Summary and Discussion
When there is a need to weight multiple demographic variables to match a sample to a reference population, rake weighting is a popular option, and the R package anesrake is a popular tool. In this article, we discussed why and how to use rake weighting with a sample R script and examples applied to data from a 2024 survey of the UX of social media platforms. The key points in the article are:
Raking is rare in UX research but has its place. For some research questions, especially national voting estimates, weighting a sample to match the U.S. population is an important analytical step. Weighting is less common in UX research because there usually is no suitable reference population. For example, UX metrics are more affected by user characteristics such as the extent of experience with a product than by demographic variables such as gender, age, or income.

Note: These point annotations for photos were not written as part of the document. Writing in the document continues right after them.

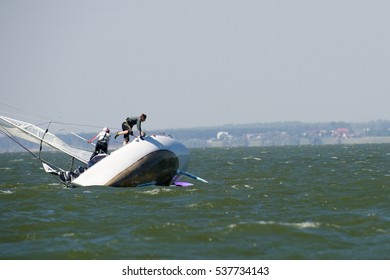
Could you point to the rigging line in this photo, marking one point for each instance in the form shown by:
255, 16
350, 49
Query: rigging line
13, 138
45, 118
43, 136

Rake weighting has significant advantages over other methods. Rake weighting is a popular approach to computing weights based on multiple participant variables because it requires input of only the sample and population for each variable (no need for complex crosstabs), and several open-source R packages perform rake weighting.
As expected, weighting with UX census data had little effect on the results from a UX survey of social media. To provide examples of rake weighting and its effect on UX analyses we conducted in 2024, we computed unweighted and weighted results for two items from a survey of the UX of social media platforms (mean ratings of brand attitude and bottom-two-box scores for likelihood to share political content on platforms). Weighting had very little effect on mean ratings of brand attitude. Weighting had slightly more effect on bottom-two-box percentages measuring the reluctance to engage in political discourse (the most political item in the survey) but still had no substantial effect on the interpretation of the results.
Bottom line: UX researchers should exercise caution in analyzing weighted rather than unweighted data unless there is a good reference population for the research questions. When there is a need to weight data based on multiple user characteristics, rake weighting is a popular and effective method.